Os capítulos sobre o criador de personagens, o prosador e o poeta, não podem deixar de ser apreciados com cuidado, em razão de sua riqueza de detalhes.

 

Resulta esse livro de um conjunto de ensaios que produzem uma análise clara e imprescindível para o conhecimento da obra de Jorge Amado. O ensaísta Cyro distribui também farto conhecimento sobre os personagens masculinos e femininos. Aponta como ocorre a fusão entre engenho e arte para traçar o modo de construção desses protagonistas, tanto no romancista estudado como em outros da grandeza de Machado de Assis e Graciliano Ramos. Tem razão quando pergunta como esquecer Baleia, de Graciliano Ramos, Moby Dick, de Melville, Dona Flor ou Pedro Archanjo, do autor de Tenda dos Milagres, personagens que ocupam lugar de destaque na galeria das fascinantes criações de todos os tempos, eternizadas como referências obrigatórias na literatura ocidental.

 

Por fim, lembremos que Jorge Amado rompeu com o partido comunista, mas permaneceu, em toda sua dimensão de construção narrativa, ligado às verdades essenciais de um sistema organizado com feição igualitária. Podemos ver isso na delimitação de personagens, dentro da estética com mensagens de teor libertário conduzido para um mundo melhor. Escreveu neste sentido a fábula infantil O Gato Malhado e a Andorinha Sinhá, tão bem lembrada por Cyro em um de seus lúcidos ensaios. 

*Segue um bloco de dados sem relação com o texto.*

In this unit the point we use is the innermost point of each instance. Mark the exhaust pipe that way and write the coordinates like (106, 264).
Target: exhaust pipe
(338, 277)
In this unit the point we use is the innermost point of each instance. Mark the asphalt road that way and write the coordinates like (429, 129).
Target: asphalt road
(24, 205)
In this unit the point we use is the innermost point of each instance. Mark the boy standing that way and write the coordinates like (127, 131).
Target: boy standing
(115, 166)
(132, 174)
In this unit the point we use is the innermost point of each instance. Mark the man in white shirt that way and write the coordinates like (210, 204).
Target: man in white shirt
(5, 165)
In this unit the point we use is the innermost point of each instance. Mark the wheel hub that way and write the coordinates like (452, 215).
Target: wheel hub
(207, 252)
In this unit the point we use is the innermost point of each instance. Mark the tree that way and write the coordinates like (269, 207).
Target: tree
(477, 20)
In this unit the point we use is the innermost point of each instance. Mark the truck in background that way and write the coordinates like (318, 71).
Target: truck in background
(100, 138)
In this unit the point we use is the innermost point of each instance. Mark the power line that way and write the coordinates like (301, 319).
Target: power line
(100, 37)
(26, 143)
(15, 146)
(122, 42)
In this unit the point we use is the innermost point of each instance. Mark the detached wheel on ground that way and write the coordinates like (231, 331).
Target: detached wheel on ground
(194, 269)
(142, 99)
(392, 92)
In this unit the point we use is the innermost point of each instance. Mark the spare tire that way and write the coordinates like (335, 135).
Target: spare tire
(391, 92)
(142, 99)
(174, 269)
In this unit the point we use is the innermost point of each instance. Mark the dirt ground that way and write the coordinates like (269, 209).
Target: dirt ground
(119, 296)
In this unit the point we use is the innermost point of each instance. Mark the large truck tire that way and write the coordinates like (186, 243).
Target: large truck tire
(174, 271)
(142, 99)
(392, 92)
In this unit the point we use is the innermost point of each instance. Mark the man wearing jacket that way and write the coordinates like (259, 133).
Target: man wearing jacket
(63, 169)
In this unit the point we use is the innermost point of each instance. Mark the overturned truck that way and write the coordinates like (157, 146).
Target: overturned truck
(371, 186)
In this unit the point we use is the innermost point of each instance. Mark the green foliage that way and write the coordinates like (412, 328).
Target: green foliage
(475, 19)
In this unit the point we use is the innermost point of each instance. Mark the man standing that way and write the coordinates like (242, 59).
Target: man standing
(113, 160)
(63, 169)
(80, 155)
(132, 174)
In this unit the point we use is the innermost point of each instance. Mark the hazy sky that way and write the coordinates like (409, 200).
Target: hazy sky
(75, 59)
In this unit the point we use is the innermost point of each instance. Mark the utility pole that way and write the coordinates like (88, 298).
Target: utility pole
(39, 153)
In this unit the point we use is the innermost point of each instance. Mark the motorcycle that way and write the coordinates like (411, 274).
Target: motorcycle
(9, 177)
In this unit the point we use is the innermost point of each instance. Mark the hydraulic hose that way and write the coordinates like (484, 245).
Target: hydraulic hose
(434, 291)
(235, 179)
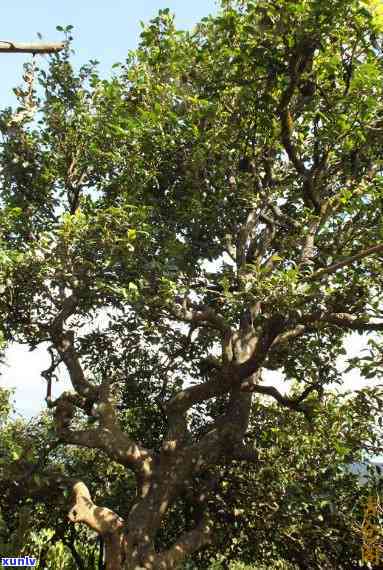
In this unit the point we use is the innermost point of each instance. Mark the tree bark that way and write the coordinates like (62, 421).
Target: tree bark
(16, 47)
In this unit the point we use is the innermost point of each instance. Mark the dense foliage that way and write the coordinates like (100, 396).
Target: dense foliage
(211, 212)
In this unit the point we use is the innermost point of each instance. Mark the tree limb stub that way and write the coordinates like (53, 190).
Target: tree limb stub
(17, 47)
(105, 522)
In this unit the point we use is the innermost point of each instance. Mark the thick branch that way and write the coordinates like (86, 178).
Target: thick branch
(335, 266)
(16, 47)
(101, 520)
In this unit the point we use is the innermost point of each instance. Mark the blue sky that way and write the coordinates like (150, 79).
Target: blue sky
(105, 31)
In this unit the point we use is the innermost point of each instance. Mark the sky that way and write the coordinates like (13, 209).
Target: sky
(105, 31)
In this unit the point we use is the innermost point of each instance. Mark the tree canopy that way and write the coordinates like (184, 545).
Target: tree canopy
(211, 212)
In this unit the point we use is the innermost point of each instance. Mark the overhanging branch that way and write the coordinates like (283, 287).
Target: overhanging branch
(17, 47)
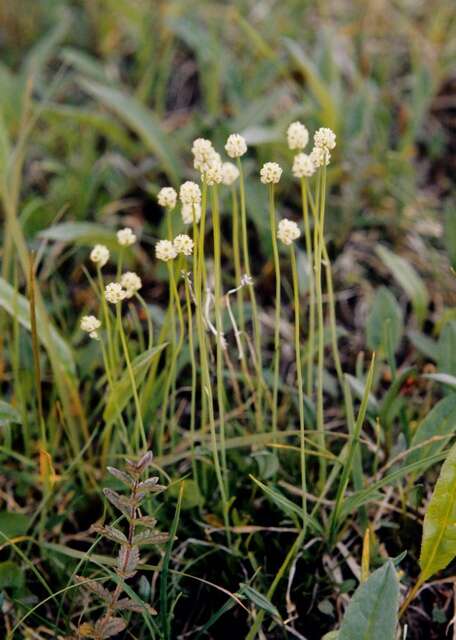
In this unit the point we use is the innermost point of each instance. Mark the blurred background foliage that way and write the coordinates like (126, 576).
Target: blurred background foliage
(124, 86)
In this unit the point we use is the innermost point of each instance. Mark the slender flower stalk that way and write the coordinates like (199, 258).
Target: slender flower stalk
(297, 340)
(139, 420)
(309, 251)
(219, 326)
(276, 359)
(255, 317)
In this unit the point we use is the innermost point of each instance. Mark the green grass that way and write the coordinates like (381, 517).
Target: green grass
(100, 103)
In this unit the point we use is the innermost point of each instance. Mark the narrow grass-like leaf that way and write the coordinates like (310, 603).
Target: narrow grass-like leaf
(438, 547)
(440, 421)
(409, 280)
(142, 120)
(372, 612)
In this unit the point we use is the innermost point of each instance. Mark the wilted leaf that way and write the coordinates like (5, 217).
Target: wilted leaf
(372, 612)
(127, 561)
(438, 547)
(110, 532)
(385, 315)
(8, 414)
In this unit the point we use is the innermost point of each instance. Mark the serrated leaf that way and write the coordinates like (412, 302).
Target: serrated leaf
(438, 547)
(150, 537)
(127, 604)
(372, 612)
(122, 476)
(120, 502)
(110, 532)
(440, 421)
(385, 315)
(94, 587)
(409, 280)
(127, 561)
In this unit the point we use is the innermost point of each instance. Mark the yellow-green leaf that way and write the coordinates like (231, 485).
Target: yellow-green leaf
(438, 546)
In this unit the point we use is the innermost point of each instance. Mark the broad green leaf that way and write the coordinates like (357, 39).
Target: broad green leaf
(427, 346)
(385, 310)
(8, 414)
(409, 280)
(12, 525)
(259, 600)
(372, 612)
(440, 421)
(122, 391)
(142, 120)
(438, 546)
(18, 306)
(86, 233)
(447, 349)
(11, 575)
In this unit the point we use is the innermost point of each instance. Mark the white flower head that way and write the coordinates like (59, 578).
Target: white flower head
(99, 255)
(325, 138)
(190, 193)
(320, 156)
(90, 324)
(303, 166)
(183, 244)
(212, 173)
(190, 210)
(114, 293)
(297, 136)
(167, 197)
(236, 145)
(288, 231)
(165, 250)
(126, 237)
(203, 154)
(131, 282)
(270, 173)
(230, 173)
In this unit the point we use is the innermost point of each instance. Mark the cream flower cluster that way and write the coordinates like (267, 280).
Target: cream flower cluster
(99, 255)
(270, 173)
(190, 210)
(288, 231)
(190, 193)
(297, 136)
(165, 250)
(230, 173)
(114, 293)
(126, 237)
(90, 324)
(303, 166)
(131, 282)
(167, 197)
(236, 146)
(183, 244)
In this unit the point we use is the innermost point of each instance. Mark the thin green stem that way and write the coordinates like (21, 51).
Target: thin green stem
(297, 339)
(218, 295)
(309, 251)
(255, 317)
(276, 359)
(139, 420)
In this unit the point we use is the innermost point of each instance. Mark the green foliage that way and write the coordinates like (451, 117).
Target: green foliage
(372, 612)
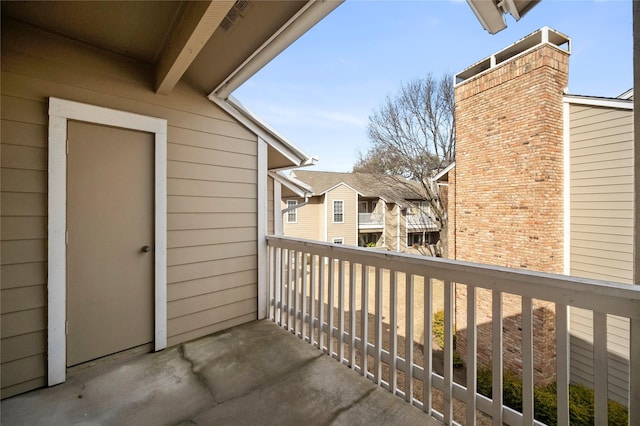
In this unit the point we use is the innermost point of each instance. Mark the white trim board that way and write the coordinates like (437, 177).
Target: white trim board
(60, 111)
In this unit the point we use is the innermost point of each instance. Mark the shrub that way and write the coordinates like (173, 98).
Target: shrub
(545, 404)
(438, 334)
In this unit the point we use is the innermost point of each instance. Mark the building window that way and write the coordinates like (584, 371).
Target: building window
(415, 239)
(338, 211)
(369, 239)
(292, 215)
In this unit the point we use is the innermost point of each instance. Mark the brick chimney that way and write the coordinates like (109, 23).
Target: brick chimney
(508, 184)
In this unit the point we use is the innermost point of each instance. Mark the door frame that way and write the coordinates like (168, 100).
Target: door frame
(60, 111)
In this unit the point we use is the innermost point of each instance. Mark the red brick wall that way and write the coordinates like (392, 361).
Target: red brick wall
(508, 190)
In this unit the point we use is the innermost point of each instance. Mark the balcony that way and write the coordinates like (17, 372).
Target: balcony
(348, 302)
(370, 221)
(422, 222)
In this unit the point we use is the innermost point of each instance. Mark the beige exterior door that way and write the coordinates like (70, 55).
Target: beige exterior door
(110, 181)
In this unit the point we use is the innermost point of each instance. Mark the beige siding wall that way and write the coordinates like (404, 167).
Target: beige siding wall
(392, 231)
(601, 164)
(309, 220)
(212, 209)
(348, 230)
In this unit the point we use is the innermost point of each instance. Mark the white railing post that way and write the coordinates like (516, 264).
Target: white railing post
(527, 361)
(408, 338)
(562, 363)
(427, 348)
(378, 338)
(312, 294)
(600, 368)
(303, 283)
(472, 360)
(330, 303)
(364, 319)
(352, 315)
(393, 331)
(287, 280)
(448, 352)
(496, 355)
(634, 372)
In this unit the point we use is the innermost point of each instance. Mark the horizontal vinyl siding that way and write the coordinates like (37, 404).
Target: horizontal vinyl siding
(310, 223)
(212, 209)
(601, 162)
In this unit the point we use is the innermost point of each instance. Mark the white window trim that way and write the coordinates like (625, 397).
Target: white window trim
(60, 111)
(294, 211)
(333, 211)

*Grapiúna é assim chamado o pioneiro ou o que nasceu no tempo da conquista da terra.  Ao longo dos anos, o termo passou a significar aos que se identificam com as tradições e valores de uma civilização criada com bases na lavra do cacau, no sul da Bahia.   

**Nelson Cerqueira é escritor, tradutor, poeta, professor doutor em Letras.